Lexicon¶
Words are hard. We can all be saying the same thing but do we mean the same thing? It’s tough to know. Hopefully, this lexicon helps a little.
Terminology¶
Braces: { }. Synonymous with curly brackets.
Brackets: This term is ambiguous. In the UK it usually means ( ) in the US is usually means [ ]. It should, therefore, be avoided for use for either of these. Can be used as a general term for any unspecified grouping punctuation, including { }.
Compatible type: Two types are compatible if there can be any single object which is an instance of both types. Note that a suitable type for the single object does not have to have been defined, as long as it could be. For example, any two traits are compatible because a class could be defined that provides both of them, even if such a class has not been defined. Conversely, no two classes can ever be compatible because no object can be an instance of both.
Compound type: A type combining multiple other types, i.e. union, intersection, and tuple. Opposite of a single type.
Concrete type: An actor, class or primitive.
Curly brackets: { }. Synonymous with braces.

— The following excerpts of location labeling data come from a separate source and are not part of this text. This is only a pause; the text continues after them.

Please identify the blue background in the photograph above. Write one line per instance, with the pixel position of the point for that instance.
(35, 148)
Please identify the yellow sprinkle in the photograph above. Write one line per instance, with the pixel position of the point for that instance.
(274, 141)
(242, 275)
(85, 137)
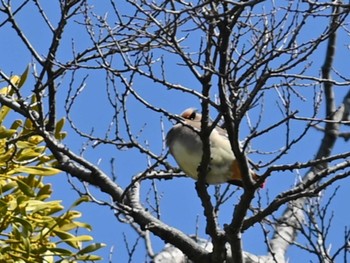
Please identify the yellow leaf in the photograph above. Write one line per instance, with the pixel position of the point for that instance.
(42, 171)
(23, 77)
(91, 248)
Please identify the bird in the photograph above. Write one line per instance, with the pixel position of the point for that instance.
(186, 146)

Declaration and definition: synonyms for each other, we do not draw the C distinction between forward declarations and full definitions.
Default method body: Method body defined in a trait and optionally used by concrete types.

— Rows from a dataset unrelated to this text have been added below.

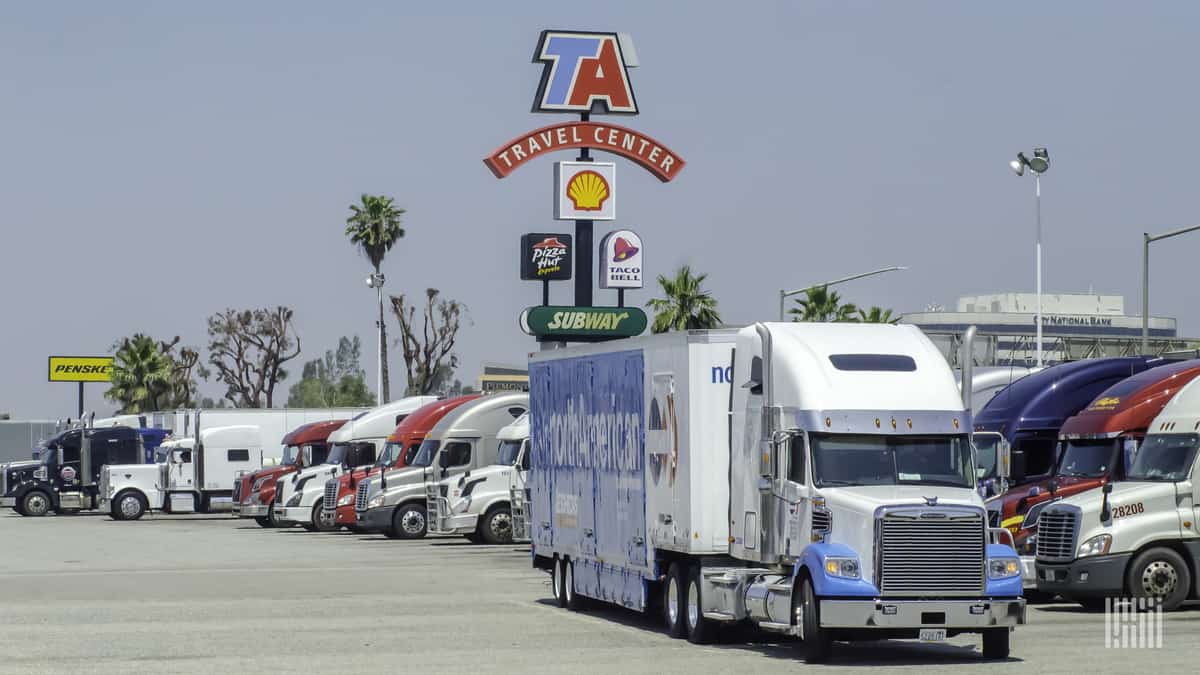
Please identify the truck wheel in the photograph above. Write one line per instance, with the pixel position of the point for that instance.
(673, 601)
(408, 521)
(700, 629)
(496, 527)
(35, 503)
(817, 643)
(1159, 573)
(995, 643)
(129, 506)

Entity: Top level definition within a file, i.e. alias, trait, actor, class, primitive.
Explicit type: An actor, class or primitive.
Member: Method or field.
Method: Something callable on a concrete type/object. Function, behaviour or constructor.
Override: When a concrete type has its own body for a method with a default body provided by a trait.
Parentheses: ( ). Synonymous with round brackets.
Provide: An entity’s usage of traits and the methods they contain. Equivalent to implements or inherits from.
Round brackets: ( ). Synonymous with parentheses.
Single type: Any type which is not defined as a collection of other types. Actors, classes, primitives, traits and structural types are all single types. Opposite of a compound type.
Square brackets: [ ]
Trait clash: A trait clashes with another type if it contains a method with the same name, but incompatible signature as a method in the other type. A clashing trait is incompatible with the other type. Traits can clash with actors, classes, primitives, intersections, structural types and other traits.